Character Analysis
Hae-Joo, Don't Make It Bad, Take a Sad Sonmi and Make Her Better
Hae-Joo is the Unionman who shows Sonmi what it means to be alive. She might know about life from having her nose in almost every book (or the digital equivalent of one) under the sun, but she doesn't know how to live it. Hae-Joo changes this by taking her shopping, showing her how both upper- and lower-class people live, and revealing top government secrets, like the fact that fabricants are murdered and recycled for food. Wow, that's a heck of a first date.
Okay, let's back up a bit. Hae-Joo is sympathetic to Sonmi and the Abolitionist cause from the moment we meet him.
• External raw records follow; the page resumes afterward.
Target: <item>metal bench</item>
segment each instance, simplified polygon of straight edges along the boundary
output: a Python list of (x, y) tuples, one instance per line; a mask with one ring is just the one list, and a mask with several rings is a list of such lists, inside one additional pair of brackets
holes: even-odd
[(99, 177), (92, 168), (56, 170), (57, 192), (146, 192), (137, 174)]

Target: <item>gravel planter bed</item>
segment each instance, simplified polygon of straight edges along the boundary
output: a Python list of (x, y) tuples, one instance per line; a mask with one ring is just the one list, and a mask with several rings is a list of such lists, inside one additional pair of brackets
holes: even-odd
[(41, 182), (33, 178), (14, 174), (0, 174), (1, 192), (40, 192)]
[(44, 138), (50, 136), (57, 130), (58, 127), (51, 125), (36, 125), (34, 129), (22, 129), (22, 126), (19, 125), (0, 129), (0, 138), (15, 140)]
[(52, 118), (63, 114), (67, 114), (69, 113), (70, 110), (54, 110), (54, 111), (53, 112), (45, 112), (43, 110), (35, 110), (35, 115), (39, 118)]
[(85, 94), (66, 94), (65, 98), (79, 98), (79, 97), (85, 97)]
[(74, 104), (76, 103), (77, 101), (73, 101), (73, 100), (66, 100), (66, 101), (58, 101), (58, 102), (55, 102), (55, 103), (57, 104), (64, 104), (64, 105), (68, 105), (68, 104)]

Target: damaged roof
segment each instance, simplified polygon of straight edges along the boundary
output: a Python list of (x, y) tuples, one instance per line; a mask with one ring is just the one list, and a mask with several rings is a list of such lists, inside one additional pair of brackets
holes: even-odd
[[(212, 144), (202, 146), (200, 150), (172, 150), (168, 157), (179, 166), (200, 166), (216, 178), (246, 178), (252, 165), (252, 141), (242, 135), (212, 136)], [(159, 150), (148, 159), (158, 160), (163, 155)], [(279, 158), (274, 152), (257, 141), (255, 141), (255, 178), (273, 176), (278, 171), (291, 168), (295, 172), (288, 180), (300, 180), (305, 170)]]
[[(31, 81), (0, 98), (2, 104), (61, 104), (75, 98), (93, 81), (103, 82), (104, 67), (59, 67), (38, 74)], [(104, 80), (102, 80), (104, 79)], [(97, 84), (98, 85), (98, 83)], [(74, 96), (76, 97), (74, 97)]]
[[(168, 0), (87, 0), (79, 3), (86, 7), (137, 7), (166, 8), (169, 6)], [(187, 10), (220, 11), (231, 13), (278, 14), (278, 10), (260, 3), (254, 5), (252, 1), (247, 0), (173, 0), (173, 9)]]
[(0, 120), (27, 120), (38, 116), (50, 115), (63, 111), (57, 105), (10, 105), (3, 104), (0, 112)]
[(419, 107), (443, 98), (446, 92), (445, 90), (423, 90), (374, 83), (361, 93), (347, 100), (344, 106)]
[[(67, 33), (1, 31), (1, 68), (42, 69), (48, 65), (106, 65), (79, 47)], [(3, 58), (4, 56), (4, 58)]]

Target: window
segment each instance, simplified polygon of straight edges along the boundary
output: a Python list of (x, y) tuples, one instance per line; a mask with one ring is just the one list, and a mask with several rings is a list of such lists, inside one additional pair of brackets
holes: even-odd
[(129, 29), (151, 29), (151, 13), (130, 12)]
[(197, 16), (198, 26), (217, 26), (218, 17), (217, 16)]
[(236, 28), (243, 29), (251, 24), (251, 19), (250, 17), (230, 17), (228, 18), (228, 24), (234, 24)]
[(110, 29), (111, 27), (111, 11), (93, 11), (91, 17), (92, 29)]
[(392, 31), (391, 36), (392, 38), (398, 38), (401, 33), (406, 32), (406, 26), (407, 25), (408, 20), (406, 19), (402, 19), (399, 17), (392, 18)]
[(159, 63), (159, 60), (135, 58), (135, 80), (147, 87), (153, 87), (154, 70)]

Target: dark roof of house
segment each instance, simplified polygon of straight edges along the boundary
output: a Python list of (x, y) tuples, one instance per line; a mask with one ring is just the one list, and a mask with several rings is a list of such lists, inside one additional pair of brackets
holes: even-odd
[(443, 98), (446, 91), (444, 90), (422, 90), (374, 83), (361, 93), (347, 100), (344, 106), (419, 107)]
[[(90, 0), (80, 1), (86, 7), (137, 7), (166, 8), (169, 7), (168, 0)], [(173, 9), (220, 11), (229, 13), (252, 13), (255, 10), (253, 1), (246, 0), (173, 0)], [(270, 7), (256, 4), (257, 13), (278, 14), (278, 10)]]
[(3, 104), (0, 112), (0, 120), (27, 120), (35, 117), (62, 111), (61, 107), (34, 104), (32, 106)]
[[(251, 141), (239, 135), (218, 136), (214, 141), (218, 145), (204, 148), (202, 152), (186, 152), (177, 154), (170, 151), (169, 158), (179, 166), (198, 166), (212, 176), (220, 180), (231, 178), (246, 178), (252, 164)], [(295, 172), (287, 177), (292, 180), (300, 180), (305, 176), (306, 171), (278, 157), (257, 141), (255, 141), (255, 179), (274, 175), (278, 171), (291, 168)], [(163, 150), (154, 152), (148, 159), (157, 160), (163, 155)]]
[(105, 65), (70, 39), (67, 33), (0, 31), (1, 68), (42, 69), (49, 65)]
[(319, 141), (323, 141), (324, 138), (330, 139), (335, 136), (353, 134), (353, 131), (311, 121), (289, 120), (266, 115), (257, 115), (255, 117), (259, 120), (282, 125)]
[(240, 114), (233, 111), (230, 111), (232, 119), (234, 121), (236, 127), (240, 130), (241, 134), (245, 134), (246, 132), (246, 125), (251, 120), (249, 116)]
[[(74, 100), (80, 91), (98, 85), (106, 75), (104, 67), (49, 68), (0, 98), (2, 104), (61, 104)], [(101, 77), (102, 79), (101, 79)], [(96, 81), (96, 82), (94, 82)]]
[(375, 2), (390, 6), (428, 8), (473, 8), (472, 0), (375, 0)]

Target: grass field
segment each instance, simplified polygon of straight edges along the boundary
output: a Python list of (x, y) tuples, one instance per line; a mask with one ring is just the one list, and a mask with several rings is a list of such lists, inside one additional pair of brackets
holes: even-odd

He tells Boom-Sook that Wing027 has been killed, and while Boom-Sook laughs, "Hae-Joo then did an unusual action; he looked at [Sonmi]" (5.1.181). This is startling for her, because she's used to receiving about as much attention as an old vacuum cleaner in the corner.
When Boom-Sook is removed from the picture, Sonmi is put into the care of Hae-Joo, who takes her on the aforementioned whirlwind tour of the world. Along the way, he shows her all sorts of contradictory images (Seer Kwon brutally murdering a fabricant in front of a beautiful river, for instance), and Sonmi doesn't quite know how to process them. Hae-Joo tells her that there is no way to rationalize the vileness of human behavior with the sublime beauty of nature: "These... xistential qualms you suffer, they just mean you're truly human. [...] You don't remedy them. You live thru them" (5.1.353, 5.1.355).
At the end of her orison, Sonmi tells us that she believes Unanimity orchestrated everything. Even Union, the supposed rebels, are manipulated by Unanimity to stoke society's fear of fabricants. If this is true, does that mean Hae-Joo was in on it too? Did he treat Sonmi like a tool until the end, or did he truly care about her? If he cared about her, why did he let her die?